The van finally arrives in Arizona. They drive to an area just outside Phoenix, near Superstition Mountain. On the ride there, Jimmy shows the team how he used a still image of the video with an overlay of the mountain to determine the range of the terrorist camp. Kamran mentions that there are caves in the mountains, which might be where the terrorists are hiding. Jimmy makes a snide remark about how Kamran would know, implying that Kamran is a rat. Kamran suggests a horse stable near his mom’s stable where they can rent horses to ride into the mountains. Jimmy stays outside with Kamran at the stables while Aaliyah and Dane go inside to rent the horses. Kamran protests that he isn’t the traitor, responding to Jimmy’s earlier accusations. Jimmy doubts him, making it clear that he trusts no one. He reminds Kamran to watch his back, as Dane and Aaliyah come out with the horses. Dane tells Jimmy to let Hagan know they are going in, which Jimmy questions, but Dane insists.

Chapters 63-67 Analysis

Betrayal comes up again in these chapters as the team travels together, wary of each other, toward the mountains of Arizona. Kamran is forced to consider the fact that he might not know anybody the way he thought he did. Jimmy suggests that Mickey is the rat and the traitor, and it devastates Kamran, who thought of Mickey as one of his only allies. This moment of betrayal and self-doubt reminds Kamran that he may not know his own brother as well as he thought. Further, Kamran’s notions bring back echoes of Hagan’s story of his own brother, and the blindness that can come from love and idealism.

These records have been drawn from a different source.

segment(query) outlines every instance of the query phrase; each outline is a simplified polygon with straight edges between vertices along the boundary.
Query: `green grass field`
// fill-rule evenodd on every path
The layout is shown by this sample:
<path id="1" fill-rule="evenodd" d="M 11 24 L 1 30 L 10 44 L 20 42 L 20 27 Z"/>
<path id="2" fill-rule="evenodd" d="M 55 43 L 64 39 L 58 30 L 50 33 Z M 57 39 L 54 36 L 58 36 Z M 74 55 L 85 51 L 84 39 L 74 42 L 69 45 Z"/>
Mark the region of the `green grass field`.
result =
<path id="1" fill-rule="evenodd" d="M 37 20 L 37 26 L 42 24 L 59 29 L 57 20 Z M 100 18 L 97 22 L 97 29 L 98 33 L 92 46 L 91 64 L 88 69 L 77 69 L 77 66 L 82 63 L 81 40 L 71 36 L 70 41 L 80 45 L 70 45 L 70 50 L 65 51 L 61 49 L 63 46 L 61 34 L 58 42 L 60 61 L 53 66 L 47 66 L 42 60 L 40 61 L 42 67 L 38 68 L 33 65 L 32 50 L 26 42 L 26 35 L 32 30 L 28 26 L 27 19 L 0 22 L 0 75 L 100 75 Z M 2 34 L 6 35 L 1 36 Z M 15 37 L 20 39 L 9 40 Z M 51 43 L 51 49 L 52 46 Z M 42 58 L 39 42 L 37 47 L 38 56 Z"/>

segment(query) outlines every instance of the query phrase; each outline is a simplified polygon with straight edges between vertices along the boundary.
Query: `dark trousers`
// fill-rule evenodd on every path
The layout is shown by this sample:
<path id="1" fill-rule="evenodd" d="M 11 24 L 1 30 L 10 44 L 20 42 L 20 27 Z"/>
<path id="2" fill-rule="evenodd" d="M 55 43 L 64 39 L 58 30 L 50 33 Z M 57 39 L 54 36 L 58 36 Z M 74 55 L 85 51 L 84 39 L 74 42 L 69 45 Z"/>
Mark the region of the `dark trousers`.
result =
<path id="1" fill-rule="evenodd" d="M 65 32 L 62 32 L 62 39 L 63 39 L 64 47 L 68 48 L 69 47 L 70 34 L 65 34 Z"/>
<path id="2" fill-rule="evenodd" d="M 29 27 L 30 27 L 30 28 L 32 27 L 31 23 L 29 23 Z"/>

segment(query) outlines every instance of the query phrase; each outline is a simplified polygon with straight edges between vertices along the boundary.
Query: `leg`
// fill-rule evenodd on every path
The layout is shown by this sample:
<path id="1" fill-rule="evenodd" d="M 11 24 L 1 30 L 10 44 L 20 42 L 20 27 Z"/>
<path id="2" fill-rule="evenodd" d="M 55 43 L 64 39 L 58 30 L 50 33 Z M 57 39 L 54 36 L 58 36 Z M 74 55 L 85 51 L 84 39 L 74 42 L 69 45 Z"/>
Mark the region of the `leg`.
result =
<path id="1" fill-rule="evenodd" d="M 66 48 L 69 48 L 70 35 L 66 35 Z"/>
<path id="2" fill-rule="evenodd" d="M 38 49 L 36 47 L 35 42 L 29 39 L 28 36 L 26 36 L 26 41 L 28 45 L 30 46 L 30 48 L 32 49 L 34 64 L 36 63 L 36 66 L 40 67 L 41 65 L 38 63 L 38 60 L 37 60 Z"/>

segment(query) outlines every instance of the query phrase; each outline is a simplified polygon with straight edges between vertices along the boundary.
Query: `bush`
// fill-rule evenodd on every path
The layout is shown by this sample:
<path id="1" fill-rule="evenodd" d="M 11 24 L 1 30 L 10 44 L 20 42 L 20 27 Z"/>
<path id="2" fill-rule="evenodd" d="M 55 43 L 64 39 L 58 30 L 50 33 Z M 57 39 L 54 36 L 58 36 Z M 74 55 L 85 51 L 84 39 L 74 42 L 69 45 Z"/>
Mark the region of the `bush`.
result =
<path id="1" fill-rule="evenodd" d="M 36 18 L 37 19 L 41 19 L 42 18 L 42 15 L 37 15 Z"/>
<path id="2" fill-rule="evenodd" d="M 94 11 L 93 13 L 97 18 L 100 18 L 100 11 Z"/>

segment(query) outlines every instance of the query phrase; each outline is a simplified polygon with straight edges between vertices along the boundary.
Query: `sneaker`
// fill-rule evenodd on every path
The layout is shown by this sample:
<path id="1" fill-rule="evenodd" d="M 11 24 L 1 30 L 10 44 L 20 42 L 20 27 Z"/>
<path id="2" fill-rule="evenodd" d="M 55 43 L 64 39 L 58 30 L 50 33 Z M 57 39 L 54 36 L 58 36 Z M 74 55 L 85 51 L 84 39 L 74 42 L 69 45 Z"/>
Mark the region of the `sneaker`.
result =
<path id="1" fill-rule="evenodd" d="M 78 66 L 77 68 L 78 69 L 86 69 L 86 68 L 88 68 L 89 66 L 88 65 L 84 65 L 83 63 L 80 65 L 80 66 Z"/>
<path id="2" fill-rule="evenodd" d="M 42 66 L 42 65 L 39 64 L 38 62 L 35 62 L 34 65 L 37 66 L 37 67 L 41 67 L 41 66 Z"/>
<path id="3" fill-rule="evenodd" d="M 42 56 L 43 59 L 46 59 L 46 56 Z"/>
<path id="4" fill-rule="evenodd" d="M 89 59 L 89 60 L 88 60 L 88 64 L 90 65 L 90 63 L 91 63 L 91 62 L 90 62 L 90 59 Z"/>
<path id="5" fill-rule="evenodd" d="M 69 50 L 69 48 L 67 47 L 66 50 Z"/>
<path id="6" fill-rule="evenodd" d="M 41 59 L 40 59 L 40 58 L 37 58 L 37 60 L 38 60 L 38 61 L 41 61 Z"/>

In a later scene, Dane trains Kamran in not only the physical art of fighting, but also its emotional side. He teaches Kamran about the power of his own anger, and reminds him that harnessing anger is the only way to use it for good. In this moment of faithlessness and betrayal, Dane is the only character who sticks to a personal code, and insists that Kamran do the same: “If you really do have a code, you hang on to it. You lock it up tight, deep inside, and you live by it. ‘Cause in the end, that’s all you’re really ever going to have” (206). As loneliness and the possibility of betrayal plague Kamran, he finds power in his code of honor. It keeps him afloat, despite the secrecy, duplicity, and alienation of life as a spy.